Until recently, situations such as grief over the loss of a loved one were overcome with the support and acceptance of the immediate environment of the person suffering from the loss, family and friends helped the person cope with this discomfort, understood as normal that there be a time of suffering and this was accepted and tolerated. Today, these support mechanisms are weakening.

Today it is much harder to express emotional pain, and those who feel it often find themselves alone to deal with it; In addition, under the assumption of an ideal of well-being at all times, many people are not even allowed to suffer. The solution is to use remedies that the psychiatrist can prescribe in the blink of an eye.
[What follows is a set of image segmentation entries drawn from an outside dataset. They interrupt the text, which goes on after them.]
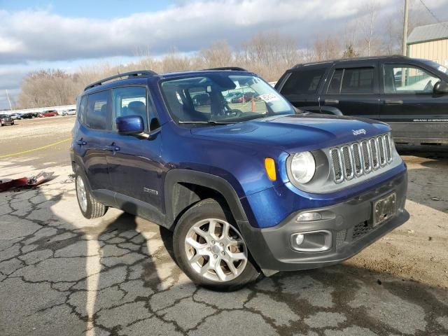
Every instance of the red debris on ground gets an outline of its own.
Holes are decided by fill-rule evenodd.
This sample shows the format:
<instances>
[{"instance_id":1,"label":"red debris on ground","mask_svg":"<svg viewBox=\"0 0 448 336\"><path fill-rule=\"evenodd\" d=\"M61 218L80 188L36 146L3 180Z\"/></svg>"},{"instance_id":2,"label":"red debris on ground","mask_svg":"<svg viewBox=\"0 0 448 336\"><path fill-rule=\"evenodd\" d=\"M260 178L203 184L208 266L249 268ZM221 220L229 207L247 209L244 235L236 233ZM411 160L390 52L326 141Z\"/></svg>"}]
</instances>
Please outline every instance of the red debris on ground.
<instances>
[{"instance_id":1,"label":"red debris on ground","mask_svg":"<svg viewBox=\"0 0 448 336\"><path fill-rule=\"evenodd\" d=\"M52 174L53 173L46 173L42 172L35 176L31 176L29 178L27 177L21 177L20 178L16 178L15 180L4 183L1 183L1 181L0 181L0 192L19 188L27 188L36 187L39 184L42 184L44 182L51 180L52 178Z\"/></svg>"}]
</instances>

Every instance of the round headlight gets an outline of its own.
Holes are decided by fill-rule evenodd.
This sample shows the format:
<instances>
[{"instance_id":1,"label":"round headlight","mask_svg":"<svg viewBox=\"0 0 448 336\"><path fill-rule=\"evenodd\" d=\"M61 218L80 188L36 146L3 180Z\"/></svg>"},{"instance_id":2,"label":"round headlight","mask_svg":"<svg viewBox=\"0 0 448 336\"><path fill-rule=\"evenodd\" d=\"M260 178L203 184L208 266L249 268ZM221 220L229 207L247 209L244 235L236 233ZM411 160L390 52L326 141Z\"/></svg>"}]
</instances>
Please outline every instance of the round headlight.
<instances>
[{"instance_id":1,"label":"round headlight","mask_svg":"<svg viewBox=\"0 0 448 336\"><path fill-rule=\"evenodd\" d=\"M299 183L309 182L316 172L316 161L309 152L294 154L291 160L291 174Z\"/></svg>"}]
</instances>

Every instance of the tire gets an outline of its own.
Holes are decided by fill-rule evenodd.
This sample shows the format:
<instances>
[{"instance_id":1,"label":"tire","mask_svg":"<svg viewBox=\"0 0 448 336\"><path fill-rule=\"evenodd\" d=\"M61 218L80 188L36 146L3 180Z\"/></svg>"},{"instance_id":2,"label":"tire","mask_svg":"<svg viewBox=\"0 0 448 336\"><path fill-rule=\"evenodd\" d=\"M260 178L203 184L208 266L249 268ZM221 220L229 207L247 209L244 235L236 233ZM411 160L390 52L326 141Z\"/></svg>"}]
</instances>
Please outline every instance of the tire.
<instances>
[{"instance_id":1,"label":"tire","mask_svg":"<svg viewBox=\"0 0 448 336\"><path fill-rule=\"evenodd\" d=\"M104 216L107 206L94 199L90 192L87 178L80 168L75 172L75 189L78 205L84 217L92 219Z\"/></svg>"},{"instance_id":2,"label":"tire","mask_svg":"<svg viewBox=\"0 0 448 336\"><path fill-rule=\"evenodd\" d=\"M211 225L218 228L214 233ZM211 289L235 290L260 276L230 211L214 200L202 200L182 215L173 249L186 274Z\"/></svg>"}]
</instances>

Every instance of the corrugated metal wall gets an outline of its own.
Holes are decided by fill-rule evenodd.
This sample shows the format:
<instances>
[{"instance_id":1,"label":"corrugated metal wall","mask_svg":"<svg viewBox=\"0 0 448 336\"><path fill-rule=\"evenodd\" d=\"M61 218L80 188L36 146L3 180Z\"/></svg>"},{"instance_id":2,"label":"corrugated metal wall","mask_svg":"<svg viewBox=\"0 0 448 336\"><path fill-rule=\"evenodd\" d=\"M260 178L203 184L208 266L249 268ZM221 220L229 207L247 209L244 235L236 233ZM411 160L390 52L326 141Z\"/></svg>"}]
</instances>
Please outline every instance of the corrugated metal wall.
<instances>
[{"instance_id":1,"label":"corrugated metal wall","mask_svg":"<svg viewBox=\"0 0 448 336\"><path fill-rule=\"evenodd\" d=\"M448 66L448 39L411 44L408 56L426 58Z\"/></svg>"}]
</instances>

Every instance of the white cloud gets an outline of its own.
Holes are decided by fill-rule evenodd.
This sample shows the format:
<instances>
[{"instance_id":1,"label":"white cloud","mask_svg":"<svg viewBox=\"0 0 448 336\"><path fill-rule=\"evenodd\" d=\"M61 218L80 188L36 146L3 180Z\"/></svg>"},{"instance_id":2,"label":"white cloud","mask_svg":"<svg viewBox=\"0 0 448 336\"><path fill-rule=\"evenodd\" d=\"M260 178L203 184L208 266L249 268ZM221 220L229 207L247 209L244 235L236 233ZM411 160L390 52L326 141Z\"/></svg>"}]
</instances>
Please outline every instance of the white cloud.
<instances>
[{"instance_id":1,"label":"white cloud","mask_svg":"<svg viewBox=\"0 0 448 336\"><path fill-rule=\"evenodd\" d=\"M111 20L64 17L51 7L0 10L0 89L17 92L24 71L43 66L129 57L148 49L157 56L172 47L188 54L218 39L237 46L262 31L288 34L306 48L317 36L344 34L347 24L365 15L365 5L372 1L378 4L380 29L386 15L402 20L402 0L190 0ZM448 0L425 3L440 19L448 18ZM418 1L413 6L428 15ZM18 75L6 76L2 69L13 69Z\"/></svg>"},{"instance_id":2,"label":"white cloud","mask_svg":"<svg viewBox=\"0 0 448 336\"><path fill-rule=\"evenodd\" d=\"M356 5L350 0L198 1L110 20L66 18L46 10L4 10L0 62L132 55L148 47L155 53L173 46L188 52L216 39L238 44L260 31L309 38L356 16L360 3L367 1Z\"/></svg>"}]
</instances>

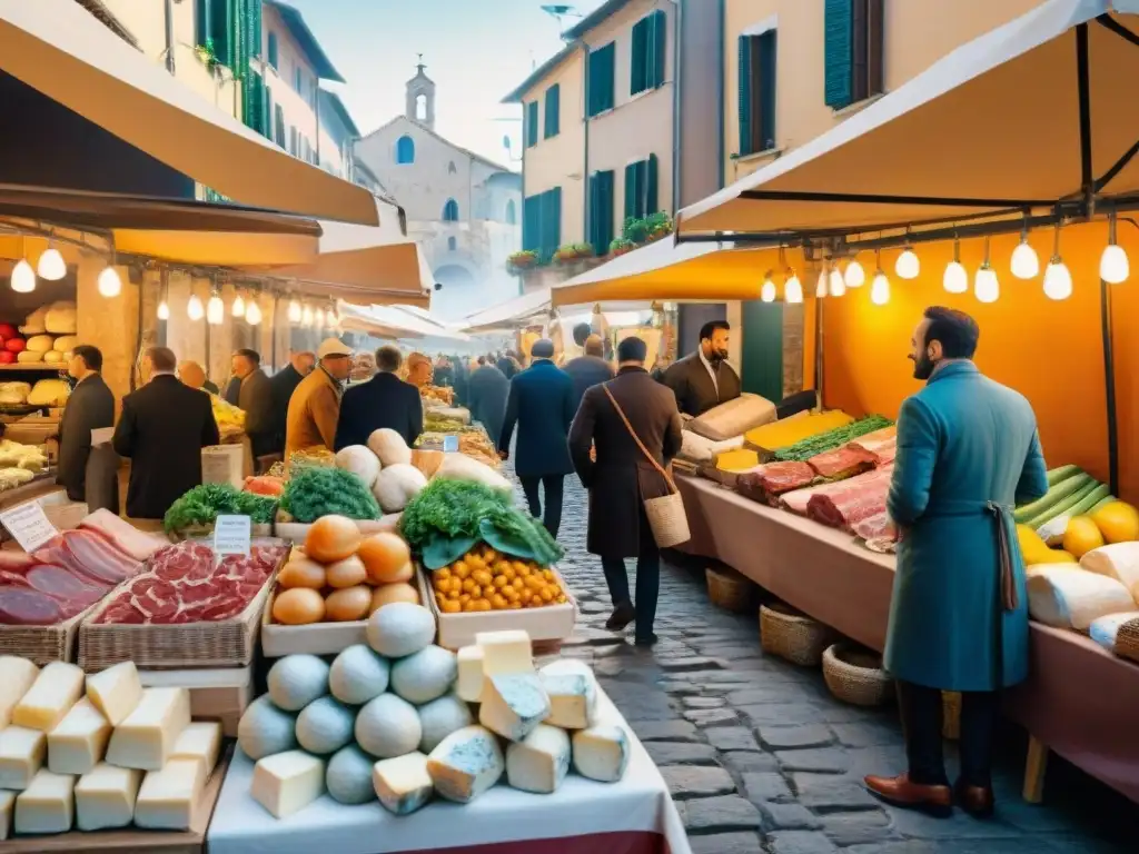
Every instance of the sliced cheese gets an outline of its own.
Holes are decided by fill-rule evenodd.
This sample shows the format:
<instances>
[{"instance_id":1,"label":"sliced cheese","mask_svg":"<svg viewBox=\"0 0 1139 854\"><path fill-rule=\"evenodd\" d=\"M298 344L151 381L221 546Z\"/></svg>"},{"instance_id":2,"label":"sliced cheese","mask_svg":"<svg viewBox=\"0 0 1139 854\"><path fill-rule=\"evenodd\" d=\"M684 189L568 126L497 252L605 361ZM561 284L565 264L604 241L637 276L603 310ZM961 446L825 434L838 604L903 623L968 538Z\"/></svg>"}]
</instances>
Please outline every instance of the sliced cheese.
<instances>
[{"instance_id":1,"label":"sliced cheese","mask_svg":"<svg viewBox=\"0 0 1139 854\"><path fill-rule=\"evenodd\" d=\"M110 722L87 697L48 733L48 769L57 774L85 774L100 762L110 738Z\"/></svg>"},{"instance_id":2,"label":"sliced cheese","mask_svg":"<svg viewBox=\"0 0 1139 854\"><path fill-rule=\"evenodd\" d=\"M506 779L516 789L554 793L570 772L570 736L540 723L522 741L506 748Z\"/></svg>"},{"instance_id":3,"label":"sliced cheese","mask_svg":"<svg viewBox=\"0 0 1139 854\"><path fill-rule=\"evenodd\" d=\"M249 794L273 818L303 810L325 793L325 762L304 750L287 750L259 759Z\"/></svg>"},{"instance_id":4,"label":"sliced cheese","mask_svg":"<svg viewBox=\"0 0 1139 854\"><path fill-rule=\"evenodd\" d=\"M75 820L75 778L47 769L16 797L17 834L66 834Z\"/></svg>"},{"instance_id":5,"label":"sliced cheese","mask_svg":"<svg viewBox=\"0 0 1139 854\"><path fill-rule=\"evenodd\" d=\"M206 771L202 759L171 759L148 771L134 800L134 823L150 830L189 830Z\"/></svg>"},{"instance_id":6,"label":"sliced cheese","mask_svg":"<svg viewBox=\"0 0 1139 854\"><path fill-rule=\"evenodd\" d=\"M120 767L161 771L174 742L190 724L190 692L185 688L147 688L142 700L115 728L107 762Z\"/></svg>"},{"instance_id":7,"label":"sliced cheese","mask_svg":"<svg viewBox=\"0 0 1139 854\"><path fill-rule=\"evenodd\" d=\"M0 728L11 723L16 704L40 675L40 668L19 656L0 656Z\"/></svg>"},{"instance_id":8,"label":"sliced cheese","mask_svg":"<svg viewBox=\"0 0 1139 854\"><path fill-rule=\"evenodd\" d=\"M74 664L52 662L13 709L11 722L50 732L83 696L83 671Z\"/></svg>"},{"instance_id":9,"label":"sliced cheese","mask_svg":"<svg viewBox=\"0 0 1139 854\"><path fill-rule=\"evenodd\" d=\"M371 767L376 797L390 813L409 815L431 800L435 790L427 772L427 757L419 753L380 759Z\"/></svg>"},{"instance_id":10,"label":"sliced cheese","mask_svg":"<svg viewBox=\"0 0 1139 854\"><path fill-rule=\"evenodd\" d=\"M75 783L75 827L80 830L125 828L134 820L142 782L138 769L100 762Z\"/></svg>"},{"instance_id":11,"label":"sliced cheese","mask_svg":"<svg viewBox=\"0 0 1139 854\"><path fill-rule=\"evenodd\" d=\"M48 753L48 737L26 726L0 731L0 788L26 789L40 772Z\"/></svg>"},{"instance_id":12,"label":"sliced cheese","mask_svg":"<svg viewBox=\"0 0 1139 854\"><path fill-rule=\"evenodd\" d=\"M502 777L506 762L494 733L483 726L464 726L444 738L427 757L427 773L435 791L466 804Z\"/></svg>"},{"instance_id":13,"label":"sliced cheese","mask_svg":"<svg viewBox=\"0 0 1139 854\"><path fill-rule=\"evenodd\" d=\"M490 676L478 723L502 738L522 741L550 714L550 698L535 673Z\"/></svg>"},{"instance_id":14,"label":"sliced cheese","mask_svg":"<svg viewBox=\"0 0 1139 854\"><path fill-rule=\"evenodd\" d=\"M117 726L142 700L142 682L134 662L121 662L87 678L87 696Z\"/></svg>"}]
</instances>

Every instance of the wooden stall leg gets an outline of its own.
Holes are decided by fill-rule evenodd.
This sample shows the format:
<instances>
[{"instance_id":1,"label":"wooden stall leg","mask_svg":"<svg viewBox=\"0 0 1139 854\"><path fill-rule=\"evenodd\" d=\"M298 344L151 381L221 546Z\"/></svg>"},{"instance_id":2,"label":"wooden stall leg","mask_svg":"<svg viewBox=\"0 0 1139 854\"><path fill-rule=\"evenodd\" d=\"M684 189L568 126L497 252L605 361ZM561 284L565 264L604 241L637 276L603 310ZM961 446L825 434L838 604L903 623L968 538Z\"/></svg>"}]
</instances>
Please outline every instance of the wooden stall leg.
<instances>
[{"instance_id":1,"label":"wooden stall leg","mask_svg":"<svg viewBox=\"0 0 1139 854\"><path fill-rule=\"evenodd\" d=\"M1024 799L1039 804L1044 799L1044 772L1048 771L1048 745L1029 736L1029 758L1024 763Z\"/></svg>"}]
</instances>

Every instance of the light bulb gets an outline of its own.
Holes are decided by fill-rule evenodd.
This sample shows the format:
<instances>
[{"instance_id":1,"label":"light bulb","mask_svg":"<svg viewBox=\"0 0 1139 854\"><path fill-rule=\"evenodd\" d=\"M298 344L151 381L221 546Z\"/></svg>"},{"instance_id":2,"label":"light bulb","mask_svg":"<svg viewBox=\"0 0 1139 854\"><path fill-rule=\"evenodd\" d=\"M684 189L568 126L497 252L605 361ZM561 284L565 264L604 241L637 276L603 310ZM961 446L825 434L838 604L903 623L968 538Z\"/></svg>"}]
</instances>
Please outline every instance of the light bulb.
<instances>
[{"instance_id":1,"label":"light bulb","mask_svg":"<svg viewBox=\"0 0 1139 854\"><path fill-rule=\"evenodd\" d=\"M1027 238L1022 237L1021 243L1013 249L1013 276L1017 279L1035 279L1040 273L1040 258L1036 251L1029 246Z\"/></svg>"},{"instance_id":2,"label":"light bulb","mask_svg":"<svg viewBox=\"0 0 1139 854\"><path fill-rule=\"evenodd\" d=\"M1108 246L1107 248L1111 249L1112 247ZM1125 263L1126 260L1124 257ZM1100 262L1100 268L1103 268L1103 262ZM1100 278L1104 278L1103 272L1100 272ZM1104 281L1107 281L1107 279L1104 278ZM1067 299L1072 296L1072 273L1059 255L1055 255L1048 262L1048 266L1044 268L1044 296L1049 299Z\"/></svg>"},{"instance_id":3,"label":"light bulb","mask_svg":"<svg viewBox=\"0 0 1139 854\"><path fill-rule=\"evenodd\" d=\"M206 315L206 310L202 307L202 301L197 294L190 295L190 302L186 304L186 317L190 320L202 320Z\"/></svg>"},{"instance_id":4,"label":"light bulb","mask_svg":"<svg viewBox=\"0 0 1139 854\"><path fill-rule=\"evenodd\" d=\"M19 263L11 269L11 289L17 294L31 294L35 290L35 271L27 263L27 258L21 258Z\"/></svg>"},{"instance_id":5,"label":"light bulb","mask_svg":"<svg viewBox=\"0 0 1139 854\"><path fill-rule=\"evenodd\" d=\"M40 255L40 261L35 265L35 271L39 273L41 279L47 281L59 281L67 274L67 262L64 261L64 256L59 254L59 249L55 246L49 246L44 249L43 254Z\"/></svg>"},{"instance_id":6,"label":"light bulb","mask_svg":"<svg viewBox=\"0 0 1139 854\"><path fill-rule=\"evenodd\" d=\"M982 303L995 303L1000 297L1000 282L997 281L997 271L986 261L977 270L973 280L973 293Z\"/></svg>"},{"instance_id":7,"label":"light bulb","mask_svg":"<svg viewBox=\"0 0 1139 854\"><path fill-rule=\"evenodd\" d=\"M118 271L109 264L99 273L99 294L108 299L118 296L123 290L123 280L118 278Z\"/></svg>"},{"instance_id":8,"label":"light bulb","mask_svg":"<svg viewBox=\"0 0 1139 854\"><path fill-rule=\"evenodd\" d=\"M894 262L894 272L898 273L899 279L916 279L920 271L921 263L918 261L918 254L907 246L898 256L898 261Z\"/></svg>"},{"instance_id":9,"label":"light bulb","mask_svg":"<svg viewBox=\"0 0 1139 854\"><path fill-rule=\"evenodd\" d=\"M1108 285L1118 285L1128 280L1130 272L1128 254L1123 247L1118 244L1105 246L1104 254L1099 256L1099 278Z\"/></svg>"},{"instance_id":10,"label":"light bulb","mask_svg":"<svg viewBox=\"0 0 1139 854\"><path fill-rule=\"evenodd\" d=\"M969 273L960 261L950 261L945 264L942 284L949 294L965 294L969 289Z\"/></svg>"},{"instance_id":11,"label":"light bulb","mask_svg":"<svg viewBox=\"0 0 1139 854\"><path fill-rule=\"evenodd\" d=\"M874 281L870 282L870 302L875 305L885 305L890 302L890 279L879 270Z\"/></svg>"}]
</instances>

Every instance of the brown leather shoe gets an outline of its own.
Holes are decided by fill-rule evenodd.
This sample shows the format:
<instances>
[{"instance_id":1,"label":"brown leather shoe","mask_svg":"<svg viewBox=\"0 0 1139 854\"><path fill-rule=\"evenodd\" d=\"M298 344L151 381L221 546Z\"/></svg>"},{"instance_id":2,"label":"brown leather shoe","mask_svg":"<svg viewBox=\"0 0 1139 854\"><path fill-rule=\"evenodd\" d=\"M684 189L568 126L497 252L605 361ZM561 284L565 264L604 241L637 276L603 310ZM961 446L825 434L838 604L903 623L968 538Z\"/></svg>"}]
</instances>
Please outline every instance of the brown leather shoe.
<instances>
[{"instance_id":1,"label":"brown leather shoe","mask_svg":"<svg viewBox=\"0 0 1139 854\"><path fill-rule=\"evenodd\" d=\"M863 780L871 795L893 806L921 810L931 815L948 818L953 812L953 793L948 786L921 786L910 782L909 774L867 777Z\"/></svg>"}]
</instances>

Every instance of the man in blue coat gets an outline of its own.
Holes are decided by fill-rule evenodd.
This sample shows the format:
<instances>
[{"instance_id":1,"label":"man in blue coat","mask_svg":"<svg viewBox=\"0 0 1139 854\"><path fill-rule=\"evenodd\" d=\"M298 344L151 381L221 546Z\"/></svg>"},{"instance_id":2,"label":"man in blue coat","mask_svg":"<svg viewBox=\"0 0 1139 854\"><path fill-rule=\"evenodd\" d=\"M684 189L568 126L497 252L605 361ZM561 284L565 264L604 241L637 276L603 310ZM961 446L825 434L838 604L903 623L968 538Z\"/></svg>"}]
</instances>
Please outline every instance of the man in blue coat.
<instances>
[{"instance_id":1,"label":"man in blue coat","mask_svg":"<svg viewBox=\"0 0 1139 854\"><path fill-rule=\"evenodd\" d=\"M913 334L887 509L898 526L886 670L898 680L909 772L867 777L880 798L948 814L993 811L993 732L1000 691L1029 672L1024 563L1013 507L1048 491L1036 419L1018 393L973 363L969 315L926 309ZM949 787L942 691L960 691L961 772ZM956 796L956 798L954 798Z\"/></svg>"},{"instance_id":2,"label":"man in blue coat","mask_svg":"<svg viewBox=\"0 0 1139 854\"><path fill-rule=\"evenodd\" d=\"M531 515L541 518L550 536L556 537L562 526L565 478L573 471L566 437L577 404L573 380L554 364L554 343L544 338L534 342L530 355L533 364L510 380L499 455L503 460L510 455L510 435L517 424L514 471L522 481ZM546 493L544 516L538 495L539 485Z\"/></svg>"}]
</instances>

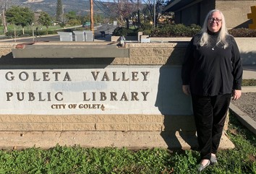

The drug fulfills the function, for better or worse, of helping to manage individual and collective discomfort, overdiagnosis is a reality produced by the two poles of the relationship, on the one hand there are Orthodox psychiatrists, who only know how to treat patients by offering rapid diagnoses and interventions using drugs; on the other, there are those who suffer and refuse to understand their pain; In this way, the person asks for a substance that helps relieve pain.